I suppose CI is actually reading the imported VGEM bo from GPU? I can
try to wire up the attach/detach dma_sync, which might help..

BR,
-R

2019-07-19 09:12:13

by Daniel Vetter

[permalink] [raw]

Subject: Re: [PATCH 2/2] drm/vgem: use normal cached mmap'ings

On Tue, Jul 16, 2019 at 09:42:15AM -0700, Rob Clark wrote:
> From: Rob Clark <[email protected]>
>
> Since there is no real device associated with vgem, it is impossible to
> end up with appropriate dev->dma_ops, meaning that we have no way to
> invalidate the shmem pages allocated by vgem. So, at least on platforms
> without drm_cflush_pages(), we end up with corruption when cache lines
> from previous usage of vgem bo pages get evicted to memory.
>
> The only sane option is to use cached mappings.
>
> Signed-off-by: Rob Clark <[email protected]>
> ---
> Possibly we could dma_sync_*_for_{device,cpu}() on dmabuf attach/detach,
> although the ->gem_prime_{pin,unpin}() API isn't quite ideal for that as
> it is. And that doesn't really help for drivers that don't attach/
> detach for each use.
>
> But AFAICT vgem is mainly used for dmabuf testing, so maybe we don't
> need to care too much about use of cached mmap'ings.

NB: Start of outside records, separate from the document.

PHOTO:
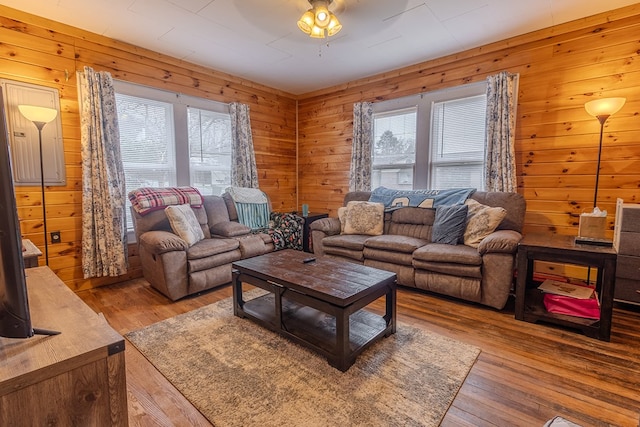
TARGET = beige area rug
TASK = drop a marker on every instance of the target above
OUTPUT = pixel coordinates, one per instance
(239, 374)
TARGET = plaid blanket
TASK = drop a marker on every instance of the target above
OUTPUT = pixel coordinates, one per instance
(148, 199)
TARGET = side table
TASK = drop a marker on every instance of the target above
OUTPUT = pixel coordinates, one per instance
(30, 253)
(307, 244)
(563, 250)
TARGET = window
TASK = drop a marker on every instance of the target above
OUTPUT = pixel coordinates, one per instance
(434, 140)
(457, 142)
(209, 150)
(168, 139)
(394, 149)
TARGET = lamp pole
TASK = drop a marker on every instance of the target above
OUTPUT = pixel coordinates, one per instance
(40, 116)
(602, 119)
(602, 109)
(40, 125)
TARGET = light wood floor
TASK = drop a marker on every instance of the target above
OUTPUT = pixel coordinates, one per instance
(525, 374)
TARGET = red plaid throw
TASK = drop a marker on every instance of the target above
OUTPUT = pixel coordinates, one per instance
(147, 199)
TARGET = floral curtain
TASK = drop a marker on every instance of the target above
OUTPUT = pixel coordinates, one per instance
(360, 173)
(104, 233)
(244, 172)
(502, 90)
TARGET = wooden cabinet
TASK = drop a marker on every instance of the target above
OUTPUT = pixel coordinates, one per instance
(76, 378)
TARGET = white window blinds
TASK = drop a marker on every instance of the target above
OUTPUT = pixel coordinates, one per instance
(209, 150)
(458, 143)
(394, 149)
(146, 142)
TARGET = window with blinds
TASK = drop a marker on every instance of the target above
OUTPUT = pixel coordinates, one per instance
(147, 142)
(394, 149)
(169, 139)
(209, 150)
(433, 140)
(458, 142)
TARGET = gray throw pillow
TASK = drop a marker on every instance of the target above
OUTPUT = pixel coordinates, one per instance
(449, 224)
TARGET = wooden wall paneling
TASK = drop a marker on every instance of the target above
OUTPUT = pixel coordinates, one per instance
(40, 51)
(560, 69)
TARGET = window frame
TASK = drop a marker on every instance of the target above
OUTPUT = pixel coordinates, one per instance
(180, 119)
(180, 104)
(423, 103)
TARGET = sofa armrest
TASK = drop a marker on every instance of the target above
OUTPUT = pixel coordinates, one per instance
(329, 226)
(229, 229)
(501, 241)
(158, 242)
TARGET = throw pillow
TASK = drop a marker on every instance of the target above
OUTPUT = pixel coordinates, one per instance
(184, 223)
(482, 220)
(342, 216)
(449, 224)
(364, 218)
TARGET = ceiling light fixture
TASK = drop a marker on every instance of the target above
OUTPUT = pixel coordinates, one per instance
(318, 22)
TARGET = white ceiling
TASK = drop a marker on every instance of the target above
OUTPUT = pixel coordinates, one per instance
(260, 41)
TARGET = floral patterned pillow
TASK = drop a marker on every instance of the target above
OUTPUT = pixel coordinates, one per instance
(364, 218)
(184, 223)
(482, 220)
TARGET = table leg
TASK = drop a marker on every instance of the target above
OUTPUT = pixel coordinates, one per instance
(390, 314)
(236, 284)
(525, 273)
(343, 347)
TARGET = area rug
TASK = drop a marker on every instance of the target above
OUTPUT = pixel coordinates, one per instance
(237, 373)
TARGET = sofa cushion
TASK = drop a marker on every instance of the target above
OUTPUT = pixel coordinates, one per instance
(364, 218)
(184, 223)
(395, 243)
(458, 254)
(347, 241)
(481, 221)
(229, 229)
(449, 224)
(210, 247)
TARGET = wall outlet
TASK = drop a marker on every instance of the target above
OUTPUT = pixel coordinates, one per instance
(55, 237)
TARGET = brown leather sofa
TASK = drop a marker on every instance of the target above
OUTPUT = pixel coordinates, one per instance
(176, 269)
(483, 274)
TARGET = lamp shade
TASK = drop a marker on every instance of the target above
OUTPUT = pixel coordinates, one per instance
(318, 22)
(604, 107)
(38, 114)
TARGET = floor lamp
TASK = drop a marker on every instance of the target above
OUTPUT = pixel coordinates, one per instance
(602, 109)
(40, 116)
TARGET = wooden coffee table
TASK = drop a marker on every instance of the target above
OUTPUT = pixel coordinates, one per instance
(319, 304)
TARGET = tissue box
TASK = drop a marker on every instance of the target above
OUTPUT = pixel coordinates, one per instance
(592, 226)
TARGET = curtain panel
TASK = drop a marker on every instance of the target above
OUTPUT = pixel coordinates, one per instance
(104, 233)
(502, 90)
(360, 170)
(244, 172)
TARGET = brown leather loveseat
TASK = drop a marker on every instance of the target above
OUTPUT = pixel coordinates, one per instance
(176, 269)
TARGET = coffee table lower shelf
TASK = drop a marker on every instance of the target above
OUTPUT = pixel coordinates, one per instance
(314, 328)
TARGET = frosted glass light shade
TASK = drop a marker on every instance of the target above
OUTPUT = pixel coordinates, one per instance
(605, 106)
(306, 22)
(38, 114)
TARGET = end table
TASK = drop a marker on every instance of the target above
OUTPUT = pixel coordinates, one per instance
(563, 250)
(307, 243)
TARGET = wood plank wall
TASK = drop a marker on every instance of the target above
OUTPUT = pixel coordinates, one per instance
(43, 52)
(560, 69)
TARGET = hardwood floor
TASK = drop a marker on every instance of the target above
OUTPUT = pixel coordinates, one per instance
(525, 374)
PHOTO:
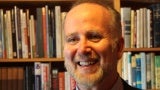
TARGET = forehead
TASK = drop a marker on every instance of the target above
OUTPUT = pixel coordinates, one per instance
(87, 14)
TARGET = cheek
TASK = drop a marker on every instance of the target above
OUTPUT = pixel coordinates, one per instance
(68, 53)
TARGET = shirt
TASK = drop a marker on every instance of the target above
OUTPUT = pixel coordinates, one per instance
(117, 86)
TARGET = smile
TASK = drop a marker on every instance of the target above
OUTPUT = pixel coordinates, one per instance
(87, 63)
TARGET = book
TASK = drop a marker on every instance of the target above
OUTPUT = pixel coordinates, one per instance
(45, 76)
(24, 34)
(58, 28)
(37, 73)
(54, 79)
(32, 39)
(18, 31)
(133, 67)
(10, 80)
(4, 78)
(153, 86)
(148, 70)
(20, 78)
(157, 71)
(52, 35)
(61, 79)
(156, 24)
(39, 34)
(29, 78)
(45, 31)
(126, 25)
(2, 53)
(143, 70)
(8, 34)
(138, 72)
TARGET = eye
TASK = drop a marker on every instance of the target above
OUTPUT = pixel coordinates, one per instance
(94, 36)
(72, 39)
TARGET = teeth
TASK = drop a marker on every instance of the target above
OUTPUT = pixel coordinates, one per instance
(86, 63)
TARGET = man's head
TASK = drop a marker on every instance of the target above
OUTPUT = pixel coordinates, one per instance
(93, 42)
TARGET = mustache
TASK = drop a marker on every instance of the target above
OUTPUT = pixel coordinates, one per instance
(86, 57)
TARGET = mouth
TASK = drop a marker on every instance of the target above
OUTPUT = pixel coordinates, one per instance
(87, 63)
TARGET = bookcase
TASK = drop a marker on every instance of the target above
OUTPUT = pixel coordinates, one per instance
(140, 62)
(57, 63)
(22, 73)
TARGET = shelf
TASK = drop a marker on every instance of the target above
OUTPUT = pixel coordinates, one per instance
(142, 50)
(32, 60)
(141, 1)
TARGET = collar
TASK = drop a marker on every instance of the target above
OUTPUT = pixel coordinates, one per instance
(117, 86)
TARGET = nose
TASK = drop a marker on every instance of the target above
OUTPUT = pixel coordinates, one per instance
(84, 47)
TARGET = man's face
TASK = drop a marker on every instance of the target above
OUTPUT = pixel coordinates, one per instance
(88, 51)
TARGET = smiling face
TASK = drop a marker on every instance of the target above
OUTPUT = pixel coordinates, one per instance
(88, 50)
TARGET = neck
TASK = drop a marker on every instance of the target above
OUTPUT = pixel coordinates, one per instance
(106, 84)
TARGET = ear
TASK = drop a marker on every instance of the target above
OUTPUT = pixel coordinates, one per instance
(120, 47)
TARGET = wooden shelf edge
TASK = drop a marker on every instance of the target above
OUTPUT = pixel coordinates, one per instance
(32, 60)
(141, 1)
(141, 50)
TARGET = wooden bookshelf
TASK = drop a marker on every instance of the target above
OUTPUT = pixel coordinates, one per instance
(142, 49)
(32, 60)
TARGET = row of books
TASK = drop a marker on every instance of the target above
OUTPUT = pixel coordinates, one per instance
(23, 35)
(141, 27)
(141, 70)
(38, 77)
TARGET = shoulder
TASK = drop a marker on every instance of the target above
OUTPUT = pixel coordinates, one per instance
(126, 86)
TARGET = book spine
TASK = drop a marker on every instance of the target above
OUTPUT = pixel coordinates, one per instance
(126, 25)
(138, 72)
(37, 70)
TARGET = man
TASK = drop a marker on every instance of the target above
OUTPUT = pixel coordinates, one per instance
(93, 46)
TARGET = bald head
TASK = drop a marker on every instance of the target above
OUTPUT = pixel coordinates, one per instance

Isn't this going to horribly break testing buffer sharing with SoC
devices? I'd assume they all expect writecombining mode to make sure stuff
is coherent?

Also could we get away with this by simply extending drm_cflush_pages for
those arm platforms where we do have a clflush instruction? Yes I know
that'll get people screaming, I'll shrug :-)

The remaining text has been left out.